Тогда с папой работали почти одни женщины; они заходили к нам в гости. Чаще других бывали две девушки, Фима и Ася. Последнюю с лёгкой руки братца все в семье называли Лохматой. Ася сделала перманент, и её славное круглое русское лицо во взъерошенном ореоле мелких кудряшек так поразило трёхлетнее воображение Лерки, что его обычная словоохотливость не перешагнула трёх фраз:
– Да что же такое, Спаситель...
– Что такое? Не пойму!
– Понимаешь... Прекрасно лохматая-прелохматая...
– Красивая, Лерочка? – заливалась Ася, потешаясь над его, явно бабушкиным, лексиконом.
Но братик, уже сидя на её коленях, твердил одно:
– Лохматая! Лохматая...

У нас бывали многие, работавшие с папой, но Фиму и Асю мы отличали особенно. И не только оттого, что молодые очаровательные женщины нас баловали. Сказалась непривычность имён: Фима и Ася… как Чук и Гек.
В один прекрасный день Ася нашла братика, задержанного заводским вахтёром, у которого он настойчиво требовал пустить его к папе, фамилию которого он забыл, но успел доложить своё семейное положение, сердитость бабушки, огромность её сундука и массу прочих важных ребячьих вещей...
Не знаю, до каких педагогических экспериментов дошли бы мои родители, если бы возле нашего дома не началось строительство. Работали на нём пленные. Мы, дети, удивлённо поглядывали на молчаливых понурых людей, которых сторожили солдаты с винтовками, на людей, имя у которых одно на всех – немцы!
В то утро папа, простившись с нами, уехал в командировку за фруктами и овощами для своего отдела. Я была дома с бабушкой, когда в комнату вбежал бледный, всклоченный дядя Семён и трагическим громким шёпотом сообщил:
– Тётя Наташа, наш... ваш Лерочка – у немцев... Там...
Его красивая длинная белая рука ловко схватила бабушку за плечо и вытолкнула на балкон.
– Взгляните, тётя Наташа!
Перепуганная насмерть бабушка, перегнувшись через старые кроватные грядушки, заменявшие перила, посмотрела куда-то вниз (я же сидела, не шелохнувшись, в своём углу за печкой, у балконной двери), перекрестилась и, чинно возвратясь в комнату, ведя за руку дядю Сёму, сказала:
– Тьфу, пропасть! Оглашенный ты, Семён! У меня сердце зашлось: думала, невесть что!
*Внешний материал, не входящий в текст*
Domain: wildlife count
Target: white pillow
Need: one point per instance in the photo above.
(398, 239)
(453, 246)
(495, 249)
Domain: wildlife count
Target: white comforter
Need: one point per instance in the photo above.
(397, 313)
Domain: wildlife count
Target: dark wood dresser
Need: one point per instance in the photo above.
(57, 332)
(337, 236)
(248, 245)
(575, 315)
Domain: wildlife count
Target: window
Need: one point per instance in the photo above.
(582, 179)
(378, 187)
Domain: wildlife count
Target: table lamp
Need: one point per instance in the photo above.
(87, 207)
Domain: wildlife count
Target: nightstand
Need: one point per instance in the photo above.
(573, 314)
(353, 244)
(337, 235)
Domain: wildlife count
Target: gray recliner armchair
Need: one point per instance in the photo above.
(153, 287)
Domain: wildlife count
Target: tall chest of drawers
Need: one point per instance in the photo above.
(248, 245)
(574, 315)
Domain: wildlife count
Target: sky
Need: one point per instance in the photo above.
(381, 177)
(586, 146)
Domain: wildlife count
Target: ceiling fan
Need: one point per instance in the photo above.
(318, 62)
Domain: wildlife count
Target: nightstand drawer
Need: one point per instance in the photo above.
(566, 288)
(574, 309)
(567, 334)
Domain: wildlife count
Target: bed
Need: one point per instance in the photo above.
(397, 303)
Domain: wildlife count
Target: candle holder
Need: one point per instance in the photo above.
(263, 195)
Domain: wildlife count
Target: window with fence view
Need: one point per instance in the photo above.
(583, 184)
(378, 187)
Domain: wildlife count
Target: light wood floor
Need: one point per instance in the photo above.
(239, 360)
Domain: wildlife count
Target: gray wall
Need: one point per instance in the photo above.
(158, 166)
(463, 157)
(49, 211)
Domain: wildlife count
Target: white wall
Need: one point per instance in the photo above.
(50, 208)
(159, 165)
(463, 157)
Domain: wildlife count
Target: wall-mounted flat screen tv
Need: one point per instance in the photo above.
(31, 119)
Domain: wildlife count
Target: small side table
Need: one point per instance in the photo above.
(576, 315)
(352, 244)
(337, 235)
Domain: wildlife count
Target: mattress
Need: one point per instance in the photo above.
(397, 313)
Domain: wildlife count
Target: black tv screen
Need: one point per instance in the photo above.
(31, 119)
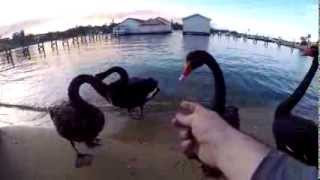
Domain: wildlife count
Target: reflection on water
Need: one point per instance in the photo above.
(256, 76)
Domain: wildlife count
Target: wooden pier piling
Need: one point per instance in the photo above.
(54, 45)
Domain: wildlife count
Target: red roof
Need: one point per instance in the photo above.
(156, 21)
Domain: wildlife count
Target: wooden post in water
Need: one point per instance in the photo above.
(26, 52)
(255, 41)
(65, 43)
(41, 48)
(8, 54)
(54, 45)
(75, 40)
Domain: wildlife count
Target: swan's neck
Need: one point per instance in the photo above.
(122, 73)
(218, 103)
(74, 90)
(287, 105)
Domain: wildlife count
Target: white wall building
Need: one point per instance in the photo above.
(138, 26)
(196, 24)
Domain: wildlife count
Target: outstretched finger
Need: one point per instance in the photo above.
(188, 106)
(182, 120)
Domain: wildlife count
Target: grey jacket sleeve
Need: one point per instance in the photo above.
(279, 166)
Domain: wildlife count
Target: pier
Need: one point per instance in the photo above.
(77, 41)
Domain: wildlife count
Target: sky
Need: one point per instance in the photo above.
(289, 19)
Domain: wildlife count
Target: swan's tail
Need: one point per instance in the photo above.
(25, 107)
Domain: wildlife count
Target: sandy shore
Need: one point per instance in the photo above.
(133, 149)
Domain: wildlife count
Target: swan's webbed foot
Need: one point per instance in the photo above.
(82, 158)
(94, 143)
(137, 115)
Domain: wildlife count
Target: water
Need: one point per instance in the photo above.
(256, 76)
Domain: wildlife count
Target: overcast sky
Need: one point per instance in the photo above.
(289, 19)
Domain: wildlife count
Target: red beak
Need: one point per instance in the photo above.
(309, 52)
(186, 71)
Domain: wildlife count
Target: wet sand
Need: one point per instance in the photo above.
(132, 149)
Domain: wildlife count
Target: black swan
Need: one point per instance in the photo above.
(128, 92)
(76, 120)
(293, 134)
(195, 60)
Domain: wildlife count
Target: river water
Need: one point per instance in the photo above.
(256, 76)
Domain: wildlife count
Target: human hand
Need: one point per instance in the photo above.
(206, 136)
(201, 131)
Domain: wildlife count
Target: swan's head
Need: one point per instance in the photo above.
(194, 60)
(312, 51)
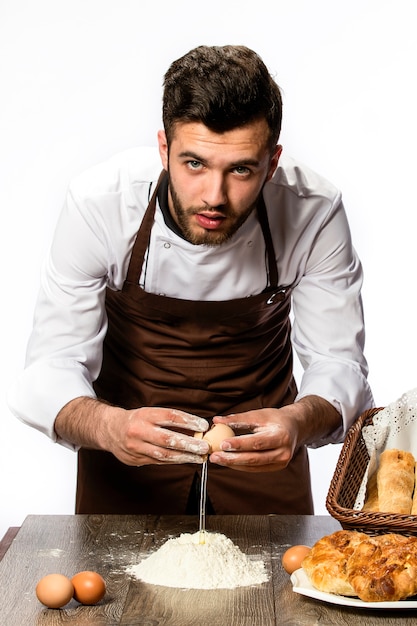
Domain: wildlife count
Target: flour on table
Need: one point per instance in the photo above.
(184, 562)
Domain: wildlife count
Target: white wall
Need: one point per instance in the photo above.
(81, 79)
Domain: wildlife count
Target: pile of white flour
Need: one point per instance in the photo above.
(187, 563)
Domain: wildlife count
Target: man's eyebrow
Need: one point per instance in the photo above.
(241, 163)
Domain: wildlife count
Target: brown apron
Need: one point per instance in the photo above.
(207, 358)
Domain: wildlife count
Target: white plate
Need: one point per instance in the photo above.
(302, 585)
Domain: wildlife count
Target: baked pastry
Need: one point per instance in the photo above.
(395, 479)
(384, 568)
(371, 503)
(414, 505)
(326, 564)
(376, 569)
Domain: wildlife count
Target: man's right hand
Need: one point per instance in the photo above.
(144, 436)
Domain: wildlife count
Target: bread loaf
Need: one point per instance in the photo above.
(395, 480)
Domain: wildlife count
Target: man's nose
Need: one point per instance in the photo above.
(215, 193)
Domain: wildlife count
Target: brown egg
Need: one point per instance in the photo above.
(293, 557)
(216, 434)
(89, 587)
(54, 590)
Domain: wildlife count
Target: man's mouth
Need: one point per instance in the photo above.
(209, 221)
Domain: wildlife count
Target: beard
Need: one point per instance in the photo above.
(197, 235)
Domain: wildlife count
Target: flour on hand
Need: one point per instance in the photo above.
(184, 562)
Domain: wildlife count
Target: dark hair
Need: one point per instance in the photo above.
(223, 87)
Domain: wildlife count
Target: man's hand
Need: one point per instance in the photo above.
(141, 436)
(271, 436)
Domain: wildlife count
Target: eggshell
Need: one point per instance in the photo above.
(293, 558)
(89, 587)
(216, 434)
(54, 590)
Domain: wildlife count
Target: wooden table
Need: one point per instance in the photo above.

Она, охая, уселась на свой сундук и продолжала:
– Экая невидаль: играет мальчишка с немцем! Съест, что ли, он немца? И немец – вроде, не тигра какая! Человек. Играет – ну, и слава богу... Эвон, шалапутный, девчонку напугал до синюшной бледности...
Дядя Семён картинно развёл руками, грустно посмотрел на бабушку, повернулся и быстро пошёл к двери. Потом, спохватившись, вернулся, присел передо мной на корточки и стал гладить мне голову, плечи, руки, приговаривая:
– Прости, голубчик... Успокойся, живой братик, здоровый... Испугал тебя, девочка.
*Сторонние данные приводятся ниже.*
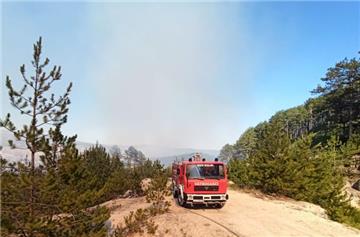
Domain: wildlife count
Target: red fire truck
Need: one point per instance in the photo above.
(198, 181)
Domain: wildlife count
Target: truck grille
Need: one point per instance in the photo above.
(206, 188)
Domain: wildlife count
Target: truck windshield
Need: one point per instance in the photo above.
(205, 171)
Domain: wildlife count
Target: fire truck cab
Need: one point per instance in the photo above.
(198, 181)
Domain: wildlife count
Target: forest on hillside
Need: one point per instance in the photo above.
(307, 152)
(61, 195)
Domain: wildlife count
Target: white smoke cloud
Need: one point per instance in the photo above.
(166, 74)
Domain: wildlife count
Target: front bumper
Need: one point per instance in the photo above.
(206, 198)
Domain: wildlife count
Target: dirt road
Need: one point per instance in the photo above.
(243, 215)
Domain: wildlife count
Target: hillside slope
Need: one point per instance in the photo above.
(243, 215)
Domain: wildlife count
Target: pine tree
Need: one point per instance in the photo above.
(47, 199)
(32, 102)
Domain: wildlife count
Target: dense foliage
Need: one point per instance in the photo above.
(58, 191)
(307, 152)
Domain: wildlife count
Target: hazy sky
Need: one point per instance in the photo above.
(178, 74)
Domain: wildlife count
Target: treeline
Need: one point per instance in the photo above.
(58, 191)
(307, 152)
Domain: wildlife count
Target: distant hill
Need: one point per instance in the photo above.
(165, 154)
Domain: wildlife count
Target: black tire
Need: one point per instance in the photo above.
(180, 201)
(175, 194)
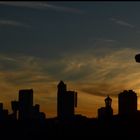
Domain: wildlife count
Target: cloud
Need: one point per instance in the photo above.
(122, 23)
(12, 23)
(84, 72)
(42, 6)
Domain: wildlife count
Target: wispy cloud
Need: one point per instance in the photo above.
(12, 23)
(42, 6)
(122, 23)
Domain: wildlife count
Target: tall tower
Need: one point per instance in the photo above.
(25, 104)
(106, 113)
(66, 102)
(127, 101)
(61, 98)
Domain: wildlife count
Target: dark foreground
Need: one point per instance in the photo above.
(78, 128)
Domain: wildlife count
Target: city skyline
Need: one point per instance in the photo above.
(89, 45)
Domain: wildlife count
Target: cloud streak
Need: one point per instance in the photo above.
(13, 23)
(122, 23)
(42, 6)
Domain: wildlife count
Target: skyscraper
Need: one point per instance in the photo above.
(25, 104)
(66, 102)
(106, 112)
(127, 101)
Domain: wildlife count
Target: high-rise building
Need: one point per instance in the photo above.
(107, 111)
(25, 104)
(127, 101)
(66, 102)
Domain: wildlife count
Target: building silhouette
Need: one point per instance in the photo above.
(15, 108)
(66, 102)
(25, 104)
(127, 102)
(105, 113)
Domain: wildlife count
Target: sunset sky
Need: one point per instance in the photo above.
(89, 45)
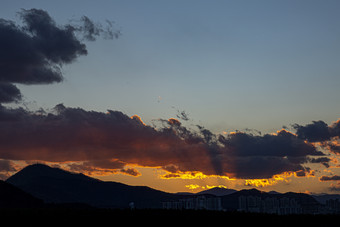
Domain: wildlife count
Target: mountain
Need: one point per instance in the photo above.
(13, 197)
(217, 191)
(54, 185)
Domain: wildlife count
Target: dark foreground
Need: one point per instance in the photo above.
(113, 217)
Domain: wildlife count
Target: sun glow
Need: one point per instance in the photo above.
(269, 182)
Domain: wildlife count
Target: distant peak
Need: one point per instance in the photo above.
(42, 170)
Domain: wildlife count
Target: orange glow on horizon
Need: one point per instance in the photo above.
(269, 182)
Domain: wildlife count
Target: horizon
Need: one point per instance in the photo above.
(177, 96)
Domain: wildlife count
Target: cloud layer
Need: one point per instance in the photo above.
(34, 52)
(112, 140)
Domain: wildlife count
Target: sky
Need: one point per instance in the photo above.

Должна признаться: все многочисленные поклонники Лерки вместе, по-моему, не любили его так, как этот человек – меня. Беззаветно, нежно и преданно. (В нашей тогдашней жизни – при раскрытых дверях – все всё видели и слышали). При нём никто не смел повысить на меня голос или, упаси бог, чем-то обидеть. Даже моя неустрашимая, скорая на расправу бабушка, только справившись у нас с братиком: «Семён, не к слову будет помянут, верно, на улице?» – давала волю своему, далеко не северному, темпераменту, мне, набедокурившей, задавая на орехи.
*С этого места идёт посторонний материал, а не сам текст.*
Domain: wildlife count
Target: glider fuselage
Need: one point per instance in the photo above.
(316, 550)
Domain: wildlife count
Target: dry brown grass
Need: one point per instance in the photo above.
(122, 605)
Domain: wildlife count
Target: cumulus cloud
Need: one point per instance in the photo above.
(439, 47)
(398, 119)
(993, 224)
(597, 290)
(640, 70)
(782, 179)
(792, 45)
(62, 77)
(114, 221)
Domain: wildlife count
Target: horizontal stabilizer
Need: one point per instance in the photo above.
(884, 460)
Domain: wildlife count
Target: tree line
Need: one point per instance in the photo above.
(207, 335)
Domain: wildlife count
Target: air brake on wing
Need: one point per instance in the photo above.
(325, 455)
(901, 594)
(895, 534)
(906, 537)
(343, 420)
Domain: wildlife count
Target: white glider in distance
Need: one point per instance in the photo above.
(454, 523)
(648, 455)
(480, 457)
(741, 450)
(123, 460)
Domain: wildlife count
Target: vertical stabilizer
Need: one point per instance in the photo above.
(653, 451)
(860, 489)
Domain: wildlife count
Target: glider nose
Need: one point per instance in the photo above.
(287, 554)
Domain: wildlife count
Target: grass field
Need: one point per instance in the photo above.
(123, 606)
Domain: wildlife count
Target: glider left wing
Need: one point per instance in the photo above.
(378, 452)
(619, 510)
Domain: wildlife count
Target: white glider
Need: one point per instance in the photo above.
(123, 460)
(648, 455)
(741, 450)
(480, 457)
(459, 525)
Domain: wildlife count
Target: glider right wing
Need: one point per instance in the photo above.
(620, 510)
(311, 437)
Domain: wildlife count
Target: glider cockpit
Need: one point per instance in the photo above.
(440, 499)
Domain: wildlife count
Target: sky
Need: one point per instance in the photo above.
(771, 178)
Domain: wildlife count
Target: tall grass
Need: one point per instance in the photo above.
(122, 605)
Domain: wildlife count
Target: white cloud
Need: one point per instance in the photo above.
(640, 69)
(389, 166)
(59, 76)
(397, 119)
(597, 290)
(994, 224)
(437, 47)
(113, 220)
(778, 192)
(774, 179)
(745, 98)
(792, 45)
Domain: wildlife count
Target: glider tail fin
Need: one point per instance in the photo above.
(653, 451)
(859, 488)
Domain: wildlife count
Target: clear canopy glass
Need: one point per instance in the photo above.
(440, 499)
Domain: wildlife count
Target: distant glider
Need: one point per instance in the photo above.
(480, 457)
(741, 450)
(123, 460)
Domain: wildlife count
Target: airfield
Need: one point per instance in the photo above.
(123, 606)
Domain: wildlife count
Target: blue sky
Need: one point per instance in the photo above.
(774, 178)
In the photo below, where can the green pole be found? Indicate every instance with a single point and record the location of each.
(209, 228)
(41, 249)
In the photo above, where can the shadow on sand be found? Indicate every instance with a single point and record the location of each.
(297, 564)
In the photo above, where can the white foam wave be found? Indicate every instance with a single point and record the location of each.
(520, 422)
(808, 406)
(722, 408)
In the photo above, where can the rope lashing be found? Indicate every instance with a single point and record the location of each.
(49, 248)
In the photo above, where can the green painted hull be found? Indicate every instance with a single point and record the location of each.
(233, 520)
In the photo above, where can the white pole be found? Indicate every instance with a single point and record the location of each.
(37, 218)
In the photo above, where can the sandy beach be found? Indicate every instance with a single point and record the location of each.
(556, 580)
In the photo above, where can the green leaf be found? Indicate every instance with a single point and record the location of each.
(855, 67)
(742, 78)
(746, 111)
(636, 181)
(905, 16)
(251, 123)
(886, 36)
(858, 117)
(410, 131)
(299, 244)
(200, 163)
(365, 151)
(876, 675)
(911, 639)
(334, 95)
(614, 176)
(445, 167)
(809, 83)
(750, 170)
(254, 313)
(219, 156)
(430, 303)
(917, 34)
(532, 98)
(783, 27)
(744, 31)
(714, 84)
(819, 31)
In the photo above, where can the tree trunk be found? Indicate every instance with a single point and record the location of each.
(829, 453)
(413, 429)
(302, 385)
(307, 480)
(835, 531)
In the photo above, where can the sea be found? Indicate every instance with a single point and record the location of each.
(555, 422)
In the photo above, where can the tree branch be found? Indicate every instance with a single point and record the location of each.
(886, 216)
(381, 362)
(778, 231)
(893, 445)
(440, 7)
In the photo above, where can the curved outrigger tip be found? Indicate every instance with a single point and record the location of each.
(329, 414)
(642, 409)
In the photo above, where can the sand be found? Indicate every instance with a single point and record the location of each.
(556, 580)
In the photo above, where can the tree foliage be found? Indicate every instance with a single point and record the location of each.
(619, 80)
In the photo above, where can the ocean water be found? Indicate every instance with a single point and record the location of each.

А наш Лерка влюбился. Он целыми днями, с молчаливого согласия охранника, крутился возле своего Дитриха. Не ведомо, на каком языке они изъяснялись, но в обеденные перерывы мы часто его видели то бегающим взапуски с тем или другим пленным, а то – обедающим с Дитрихом.
Бабушка пеняла Лерке:
– Ты чего это, беспутник, ешь с ним? Удумал! Все не сытно живут, а он и вовсе негладкий... ледащий, Митрий твой...
Однако братику всё было нипочём. Теперь бабушка нередко совала ему завёрнутые в бумагу, а то – просто в тряпочку, гостинцы:
– Митрию отнеси подарочек.
Скудные то были подарки: несколько горячих картофелин, кусок пареной тыквы…

Дядя Семён оказался не единственным, возмутившимся этой дружбой.
Выговаривали многие. Бабушке, папе. В особенности старалась Мария Павловна, соседка, жившая под нами, вроде, фельдшер на «скорой помощи», высокая, белая, с громко-визгливым голосом.
– Некультурная Вы женщина, Наталья Ефремовна, – строго, как начальник, обращалась она к бабушке, – заразы может нахвататься, и без того болезненный мальчик... Да и с политической точки зрения...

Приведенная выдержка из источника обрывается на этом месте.